Termination of parental rights affirmed
In an action to terminate parental rights, the elements include a statutory ground for termination and a “finding that termination is in the child’s best interest [, which] is a subjective assessment based on the totality of the circumstances.” The circumstances relevant to both elements can be the same. The circuit court’s findings on the child’s best interest had support in evidence that appellant parent, not the State, prevented a relationship between parent and child. Such evidence included parent’s inability to care for herself and failure to attempt any relationship during three years of foster care. Reasonable efforts at reunification by the Division of Children’s Services are not a promise of visitation or reunification, and statutes bar returning a child to a parent who has sexually abused the child.
(Overview Summary)
In the Interest of: B.K.B.; Juvenile Officer vs. D.M.G.

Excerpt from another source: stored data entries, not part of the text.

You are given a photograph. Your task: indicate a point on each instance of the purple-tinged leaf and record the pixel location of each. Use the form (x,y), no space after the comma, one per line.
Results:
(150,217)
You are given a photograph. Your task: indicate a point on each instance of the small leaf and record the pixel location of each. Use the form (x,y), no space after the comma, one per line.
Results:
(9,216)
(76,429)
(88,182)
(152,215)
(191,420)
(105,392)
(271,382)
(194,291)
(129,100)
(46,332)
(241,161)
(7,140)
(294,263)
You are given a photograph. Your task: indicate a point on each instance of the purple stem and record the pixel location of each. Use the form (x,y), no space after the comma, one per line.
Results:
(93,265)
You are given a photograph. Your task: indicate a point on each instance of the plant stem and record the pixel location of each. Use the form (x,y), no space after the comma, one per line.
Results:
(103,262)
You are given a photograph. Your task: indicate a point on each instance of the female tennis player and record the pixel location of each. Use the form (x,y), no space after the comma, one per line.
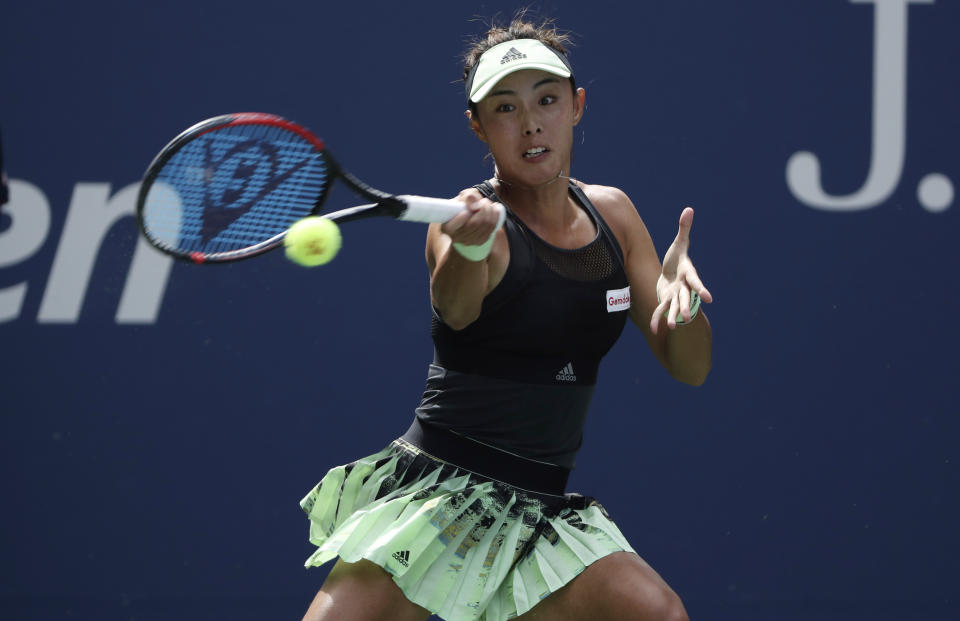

Missouri Court of Appeals, Western District - WD86407

Personal Injury

Allegation of personal injury does not bar subrogation
For damages by fire, plaintiff insured received insurance proceeds, then filed an action for damages against a defendant tortfeasor. The insurer intervened to protect subrogation rights against defendant. The parties settled with defendant for an amount of damages but did not allocate the damages between plaintiff insured and insurer. The action alleged property damage and personal injury, and personal injury claims are not subject to subrogation, but the mere allegation of personal injury is insufficient to bar subrogation as to property damages paid from insurer to plaintiff insured. The circuit court did not err in awarding the insurer subrogation in the amount of the insurance proceeds and awarding only the excess of the damages to the plaintiff insured.
(Overview Summary) 
Michael Megown, et al., Appellants, v. Auto Club Family Ins. Co., Respondent.